Arizona pop-punk legends Jimmy Eat World prior set mined the nostalgia factor of their two-decade deep catalog much to the crowd’s delight. Though the emo quartet doesn’t seem to have much in common with Manchester Orchestra, attendees clearly knew both bands, and the series of three title tracks from 2001’s Bleed American, 2002’s Sweetness and last year’s Something Loud had the crowd moving.
The highlight of the hour-long set was smash hit “The Middle.” The emo anthem even got people in the balcony on their feet. Vocalist Jim Adkins’ powerful vocals sliced through the mix, and the effect was intensified with powerful backing harmonies from guitarist Tom Linton.

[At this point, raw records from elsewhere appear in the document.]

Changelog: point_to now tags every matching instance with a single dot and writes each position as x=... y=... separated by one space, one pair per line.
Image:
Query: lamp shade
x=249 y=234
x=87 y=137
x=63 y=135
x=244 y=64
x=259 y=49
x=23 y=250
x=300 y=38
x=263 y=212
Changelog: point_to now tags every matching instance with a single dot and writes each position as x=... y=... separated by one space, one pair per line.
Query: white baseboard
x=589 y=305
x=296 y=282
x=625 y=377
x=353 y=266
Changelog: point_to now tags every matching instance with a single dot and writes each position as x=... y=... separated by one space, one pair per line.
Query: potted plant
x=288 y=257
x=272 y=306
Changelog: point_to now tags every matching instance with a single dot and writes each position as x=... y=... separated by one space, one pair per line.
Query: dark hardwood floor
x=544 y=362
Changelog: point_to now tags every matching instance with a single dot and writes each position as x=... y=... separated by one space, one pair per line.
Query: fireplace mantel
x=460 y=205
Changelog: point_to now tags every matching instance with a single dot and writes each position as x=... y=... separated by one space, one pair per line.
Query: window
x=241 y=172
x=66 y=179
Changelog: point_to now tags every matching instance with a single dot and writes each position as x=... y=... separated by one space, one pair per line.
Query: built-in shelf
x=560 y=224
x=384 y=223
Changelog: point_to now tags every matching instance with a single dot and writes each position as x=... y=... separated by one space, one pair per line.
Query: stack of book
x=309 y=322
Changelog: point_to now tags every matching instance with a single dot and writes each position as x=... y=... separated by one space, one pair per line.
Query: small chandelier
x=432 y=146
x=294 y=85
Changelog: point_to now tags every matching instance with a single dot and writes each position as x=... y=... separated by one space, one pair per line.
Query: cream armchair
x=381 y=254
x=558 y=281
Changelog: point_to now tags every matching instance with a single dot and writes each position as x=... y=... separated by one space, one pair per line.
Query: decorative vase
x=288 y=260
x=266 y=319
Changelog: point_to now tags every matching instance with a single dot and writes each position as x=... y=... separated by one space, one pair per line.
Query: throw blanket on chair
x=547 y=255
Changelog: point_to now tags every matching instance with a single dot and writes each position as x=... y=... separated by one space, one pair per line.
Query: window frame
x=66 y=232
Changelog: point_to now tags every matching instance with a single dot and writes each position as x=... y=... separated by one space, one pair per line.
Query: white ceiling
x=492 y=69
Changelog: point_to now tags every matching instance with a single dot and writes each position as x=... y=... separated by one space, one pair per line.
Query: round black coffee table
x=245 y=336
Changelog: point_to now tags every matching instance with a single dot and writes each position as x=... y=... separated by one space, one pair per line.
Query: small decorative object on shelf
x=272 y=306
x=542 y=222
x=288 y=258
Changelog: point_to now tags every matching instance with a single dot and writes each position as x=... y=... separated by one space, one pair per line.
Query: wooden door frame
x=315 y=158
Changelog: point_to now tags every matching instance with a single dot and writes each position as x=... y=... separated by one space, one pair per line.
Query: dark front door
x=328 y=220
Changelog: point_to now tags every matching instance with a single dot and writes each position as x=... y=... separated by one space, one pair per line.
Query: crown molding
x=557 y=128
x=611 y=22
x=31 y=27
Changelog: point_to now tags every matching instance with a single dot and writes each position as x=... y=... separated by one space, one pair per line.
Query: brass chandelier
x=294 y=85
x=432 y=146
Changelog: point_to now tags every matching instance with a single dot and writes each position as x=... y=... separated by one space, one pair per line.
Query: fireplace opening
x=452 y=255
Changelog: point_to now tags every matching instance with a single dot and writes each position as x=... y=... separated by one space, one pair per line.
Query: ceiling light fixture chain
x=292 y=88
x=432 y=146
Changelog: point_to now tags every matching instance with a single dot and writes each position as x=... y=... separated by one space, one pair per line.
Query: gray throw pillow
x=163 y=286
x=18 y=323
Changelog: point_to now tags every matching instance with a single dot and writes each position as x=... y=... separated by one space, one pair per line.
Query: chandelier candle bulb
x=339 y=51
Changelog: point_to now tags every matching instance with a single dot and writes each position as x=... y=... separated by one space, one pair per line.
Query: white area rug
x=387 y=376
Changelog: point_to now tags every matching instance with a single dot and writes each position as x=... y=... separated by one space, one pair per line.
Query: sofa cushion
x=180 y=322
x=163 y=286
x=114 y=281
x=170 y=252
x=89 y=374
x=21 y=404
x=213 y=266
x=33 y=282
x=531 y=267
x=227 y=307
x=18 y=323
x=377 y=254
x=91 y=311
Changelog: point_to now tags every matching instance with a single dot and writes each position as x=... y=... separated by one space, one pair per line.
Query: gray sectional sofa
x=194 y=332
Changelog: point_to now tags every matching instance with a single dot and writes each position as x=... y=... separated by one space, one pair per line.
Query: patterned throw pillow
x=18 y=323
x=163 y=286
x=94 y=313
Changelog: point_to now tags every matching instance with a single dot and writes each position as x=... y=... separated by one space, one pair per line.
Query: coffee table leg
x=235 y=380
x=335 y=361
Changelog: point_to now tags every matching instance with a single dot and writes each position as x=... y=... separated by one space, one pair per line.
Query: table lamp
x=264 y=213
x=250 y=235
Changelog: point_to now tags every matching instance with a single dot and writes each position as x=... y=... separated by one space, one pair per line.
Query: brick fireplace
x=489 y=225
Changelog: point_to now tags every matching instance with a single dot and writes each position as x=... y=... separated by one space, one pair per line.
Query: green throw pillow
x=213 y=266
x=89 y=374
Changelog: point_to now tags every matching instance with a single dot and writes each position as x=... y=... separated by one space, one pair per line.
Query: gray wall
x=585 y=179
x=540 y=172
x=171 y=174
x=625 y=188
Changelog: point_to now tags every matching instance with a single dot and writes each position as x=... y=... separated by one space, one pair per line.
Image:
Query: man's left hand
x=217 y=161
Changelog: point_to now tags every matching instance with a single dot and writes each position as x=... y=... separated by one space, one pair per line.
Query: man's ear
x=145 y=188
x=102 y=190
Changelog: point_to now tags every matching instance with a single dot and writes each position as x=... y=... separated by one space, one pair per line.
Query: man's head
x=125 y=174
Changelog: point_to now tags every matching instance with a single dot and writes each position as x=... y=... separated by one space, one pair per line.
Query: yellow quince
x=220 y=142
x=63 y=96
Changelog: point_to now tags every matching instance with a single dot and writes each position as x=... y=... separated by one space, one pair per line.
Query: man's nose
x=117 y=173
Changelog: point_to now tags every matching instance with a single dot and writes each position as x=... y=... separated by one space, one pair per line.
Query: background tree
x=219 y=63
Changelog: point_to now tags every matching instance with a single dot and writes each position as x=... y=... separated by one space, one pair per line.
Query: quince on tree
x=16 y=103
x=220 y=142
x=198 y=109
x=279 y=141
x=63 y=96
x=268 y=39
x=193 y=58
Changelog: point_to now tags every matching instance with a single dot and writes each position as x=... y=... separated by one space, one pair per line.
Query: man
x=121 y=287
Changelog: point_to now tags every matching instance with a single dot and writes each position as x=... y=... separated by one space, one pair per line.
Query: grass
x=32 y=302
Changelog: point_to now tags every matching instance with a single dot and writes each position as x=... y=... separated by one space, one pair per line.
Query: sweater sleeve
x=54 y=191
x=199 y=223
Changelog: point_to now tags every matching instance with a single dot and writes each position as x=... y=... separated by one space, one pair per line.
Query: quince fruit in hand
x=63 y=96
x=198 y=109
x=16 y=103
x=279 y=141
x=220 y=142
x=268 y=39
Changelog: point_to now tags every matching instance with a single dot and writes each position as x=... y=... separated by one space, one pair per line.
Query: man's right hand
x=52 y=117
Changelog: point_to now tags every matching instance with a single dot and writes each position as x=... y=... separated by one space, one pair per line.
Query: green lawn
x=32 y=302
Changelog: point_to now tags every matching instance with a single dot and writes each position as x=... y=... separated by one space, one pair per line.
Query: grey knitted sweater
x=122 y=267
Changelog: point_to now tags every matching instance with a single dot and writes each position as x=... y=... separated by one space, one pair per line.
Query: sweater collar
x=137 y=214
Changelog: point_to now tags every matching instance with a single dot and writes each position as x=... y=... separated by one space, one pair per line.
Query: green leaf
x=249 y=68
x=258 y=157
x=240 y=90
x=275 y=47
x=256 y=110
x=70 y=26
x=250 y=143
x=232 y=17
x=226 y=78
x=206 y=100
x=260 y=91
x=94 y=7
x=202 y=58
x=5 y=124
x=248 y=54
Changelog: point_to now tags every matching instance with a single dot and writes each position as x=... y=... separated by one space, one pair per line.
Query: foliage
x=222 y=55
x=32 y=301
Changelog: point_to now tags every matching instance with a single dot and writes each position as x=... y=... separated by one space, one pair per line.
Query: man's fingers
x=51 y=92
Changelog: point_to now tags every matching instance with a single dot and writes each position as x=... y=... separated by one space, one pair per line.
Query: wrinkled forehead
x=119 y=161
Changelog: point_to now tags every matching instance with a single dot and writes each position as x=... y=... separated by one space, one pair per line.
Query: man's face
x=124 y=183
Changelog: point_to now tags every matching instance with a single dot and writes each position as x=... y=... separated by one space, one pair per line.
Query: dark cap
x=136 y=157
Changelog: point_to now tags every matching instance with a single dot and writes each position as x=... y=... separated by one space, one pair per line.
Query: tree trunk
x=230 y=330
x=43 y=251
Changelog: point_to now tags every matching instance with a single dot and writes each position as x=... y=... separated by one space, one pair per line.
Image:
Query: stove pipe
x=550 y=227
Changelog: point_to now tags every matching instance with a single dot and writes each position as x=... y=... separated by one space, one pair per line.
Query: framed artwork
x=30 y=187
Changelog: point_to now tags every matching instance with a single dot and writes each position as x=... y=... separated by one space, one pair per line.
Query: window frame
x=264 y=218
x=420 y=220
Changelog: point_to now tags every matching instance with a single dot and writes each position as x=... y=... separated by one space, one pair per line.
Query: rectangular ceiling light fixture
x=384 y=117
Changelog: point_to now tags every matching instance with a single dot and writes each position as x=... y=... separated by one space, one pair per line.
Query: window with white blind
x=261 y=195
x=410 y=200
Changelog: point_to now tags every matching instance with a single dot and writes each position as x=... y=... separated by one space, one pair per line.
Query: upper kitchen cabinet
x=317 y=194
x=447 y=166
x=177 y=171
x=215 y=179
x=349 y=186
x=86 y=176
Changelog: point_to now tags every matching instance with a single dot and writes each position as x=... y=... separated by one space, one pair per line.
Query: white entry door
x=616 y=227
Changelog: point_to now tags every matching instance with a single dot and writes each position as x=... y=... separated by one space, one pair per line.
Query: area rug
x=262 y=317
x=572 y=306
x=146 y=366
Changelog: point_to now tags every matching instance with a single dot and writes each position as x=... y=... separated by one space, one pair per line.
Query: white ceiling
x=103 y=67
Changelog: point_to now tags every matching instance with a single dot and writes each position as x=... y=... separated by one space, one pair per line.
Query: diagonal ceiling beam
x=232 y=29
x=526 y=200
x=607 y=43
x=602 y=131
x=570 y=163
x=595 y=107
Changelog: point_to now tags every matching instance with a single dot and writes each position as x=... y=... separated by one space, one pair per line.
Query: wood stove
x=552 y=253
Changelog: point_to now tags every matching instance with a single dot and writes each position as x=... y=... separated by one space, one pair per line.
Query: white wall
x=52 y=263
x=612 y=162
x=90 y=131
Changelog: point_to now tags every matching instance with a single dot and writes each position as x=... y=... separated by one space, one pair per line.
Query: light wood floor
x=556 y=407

Though much of the set was comprised of older material, the quartet did play the title track from 2022’s Place Your Debts, a very different ballad from the rough emo sound that shot Jimmy Eat World to success. In fact, that song sounded like Manchester Orchestra.
The band also slowed down for emotional, Death-Cab-For-Cutie-esque rock ballads like “This Light” and “Futures.” Its versatility, much like Manchester Orchestra, may be its greatest strength.
Middle Kids, a pop-punk-adjacent band from Sydney, Australia, opened the show. The quartet killed it, with singer-guitarist Hannah Joy evoking ’90s nostalgia with a jangly roar, part Cranberries, part Paramore.
“This is a dream gig for us,” Joy told the crowd, who they managed to get moving by the end of their 30-minute set that included “Questions,” from 2021 album Today We’re the Greatest.